Amaba a la joven con la misma ternura que en el pasado, y le hacía frecuentes visitas en el castillo de sir Guy. El mutuo amor de ambos era conocido de la familia Gamwell, y esperaban para concluir su matrimonio el regreso de Allan o la noticia de su muerte.

Un día, durante una visita a su amada, Robín, arrodillado ante ella, pudo decirle:

—Hablemos de nosotros, de nuestros amigos; tengo buenas noticias que daros, mi querida Mariana, noticias que os harán muy feliz.

—¡Ay, Robín! —contestó con tristeza la joven—, estoy tan poco acostumbrada a la alegría que ni siquiera puedo creer firmemente en la esperanza de un feliz acontecimiento.

—Estáis equivocada, amiga mía. Vamos, olvidad el pasado y tratad de adivinar mis buenas noticias.

—¡Oh, querido Robín! —exclamó la joven—, vuestras palabras me hacen presentir una felicidad inesperada, habéis sido perdonado, ¿verdad? ¿Sois libre ya y no tenéis que esconderos de la vista de los hombres?

—No Mariana, no, sigo siendo un pobre proscrito; no quería hablar de mí.
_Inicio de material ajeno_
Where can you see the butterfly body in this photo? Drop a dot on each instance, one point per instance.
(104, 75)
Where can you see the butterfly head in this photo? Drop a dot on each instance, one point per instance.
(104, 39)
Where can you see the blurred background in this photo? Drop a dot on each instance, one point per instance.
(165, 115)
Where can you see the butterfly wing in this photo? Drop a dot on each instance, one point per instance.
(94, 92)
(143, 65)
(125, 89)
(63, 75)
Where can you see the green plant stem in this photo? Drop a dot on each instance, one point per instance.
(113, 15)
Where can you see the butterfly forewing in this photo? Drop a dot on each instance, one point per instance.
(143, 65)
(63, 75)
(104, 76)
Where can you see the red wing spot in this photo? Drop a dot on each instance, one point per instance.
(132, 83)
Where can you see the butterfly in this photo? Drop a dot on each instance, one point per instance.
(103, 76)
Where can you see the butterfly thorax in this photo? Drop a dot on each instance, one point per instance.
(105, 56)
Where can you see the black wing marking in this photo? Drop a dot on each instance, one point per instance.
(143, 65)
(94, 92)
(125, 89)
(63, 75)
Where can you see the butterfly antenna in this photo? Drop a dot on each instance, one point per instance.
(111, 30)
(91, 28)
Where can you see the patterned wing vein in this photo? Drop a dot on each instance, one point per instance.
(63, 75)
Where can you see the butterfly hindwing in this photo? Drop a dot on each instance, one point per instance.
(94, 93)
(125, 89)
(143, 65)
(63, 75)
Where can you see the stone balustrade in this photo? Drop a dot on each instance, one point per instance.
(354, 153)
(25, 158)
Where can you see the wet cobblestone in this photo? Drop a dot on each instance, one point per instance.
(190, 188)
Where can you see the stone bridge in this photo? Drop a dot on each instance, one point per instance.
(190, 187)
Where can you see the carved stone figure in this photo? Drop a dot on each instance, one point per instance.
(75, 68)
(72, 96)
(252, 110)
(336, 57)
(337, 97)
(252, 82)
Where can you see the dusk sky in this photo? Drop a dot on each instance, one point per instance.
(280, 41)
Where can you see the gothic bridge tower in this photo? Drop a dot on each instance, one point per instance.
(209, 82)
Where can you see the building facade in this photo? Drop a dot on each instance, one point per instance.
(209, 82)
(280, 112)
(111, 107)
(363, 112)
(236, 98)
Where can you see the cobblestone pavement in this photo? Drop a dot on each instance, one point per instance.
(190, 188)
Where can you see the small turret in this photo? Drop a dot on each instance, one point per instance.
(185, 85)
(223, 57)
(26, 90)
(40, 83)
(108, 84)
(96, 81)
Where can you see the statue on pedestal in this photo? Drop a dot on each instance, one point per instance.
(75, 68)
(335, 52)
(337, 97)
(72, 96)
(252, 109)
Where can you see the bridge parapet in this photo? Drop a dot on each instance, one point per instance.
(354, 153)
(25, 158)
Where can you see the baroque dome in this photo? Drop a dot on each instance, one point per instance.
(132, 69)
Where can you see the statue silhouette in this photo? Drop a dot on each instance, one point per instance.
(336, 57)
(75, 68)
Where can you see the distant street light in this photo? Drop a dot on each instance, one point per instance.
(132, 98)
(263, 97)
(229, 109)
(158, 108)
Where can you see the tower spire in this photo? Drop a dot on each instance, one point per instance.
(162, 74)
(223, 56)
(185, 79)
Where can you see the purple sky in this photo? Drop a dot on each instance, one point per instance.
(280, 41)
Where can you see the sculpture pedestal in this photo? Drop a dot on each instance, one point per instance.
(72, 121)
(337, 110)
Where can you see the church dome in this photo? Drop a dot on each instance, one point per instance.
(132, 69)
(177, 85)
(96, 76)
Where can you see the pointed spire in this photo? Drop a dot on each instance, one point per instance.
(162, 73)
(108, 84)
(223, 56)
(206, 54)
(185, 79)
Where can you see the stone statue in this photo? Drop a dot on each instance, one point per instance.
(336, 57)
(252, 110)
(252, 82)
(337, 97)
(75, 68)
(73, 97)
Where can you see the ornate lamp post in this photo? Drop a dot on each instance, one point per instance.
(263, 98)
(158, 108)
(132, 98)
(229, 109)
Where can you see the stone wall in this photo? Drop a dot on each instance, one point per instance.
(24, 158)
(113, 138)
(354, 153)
—¿Entonces de mi hermano, de mi querido Allan? ¿Dónde está, Robín? ¿Cuándo vendrá a verme?

—Pronto, espero —respondió Robín—; recibí noticias suyas por medio de un hombre que se ha unido a mi banda. Este hombre, hecho prisionero por los normandos en la época fatal de nuestro encuentro con los cruzados en el bosque de Sherwood, fue obligado a entrar al servicio del barón Fitz-Alwine. El barón llegó ayer con lady Christabel al castillo de Nottingham. Naturalmente el sajón obligado a ser soldado ha vuelto con él, y su primer pensamiento ha sido unirse a nosotros. Me ha informado de que Allan Clare tenía un cargo distinguido en el ejército del rey de Francia, y que estaba a punto de obtener un permiso para venir a pasar unos meses en Inglaterra.

—Eso es una maravillosa noticia, querido Robín —exclamó Mariana—. Como siempre, sois el ángel de vuestra pobre amiga. Allan ya os quiere mucho, pero os querrá aún más cuando le haya contado hasta qué punto habéis sido bueno y generoso con la que, sin el apoyo de vuestra protectora ternura, habría muerto de aburrimiento, de pena y de inquietud.

—Querida Mariana, diréis a Allan que he hecho todo lo que estaba en mi mano para ayudaros a soportar pacientemente el dolor de su ausencia; le diréis que he sido para vos un hermano tan tierno como fiel.

—¡Un hermano! ¡Oh!, mucho más que un hermano —dijo dulcemente Mariana.

—Amada mía —murmuró Robín estrechando a la joven contra su corazón—, decidle que os amo apasionadamente y que toda mi vida os pertenece.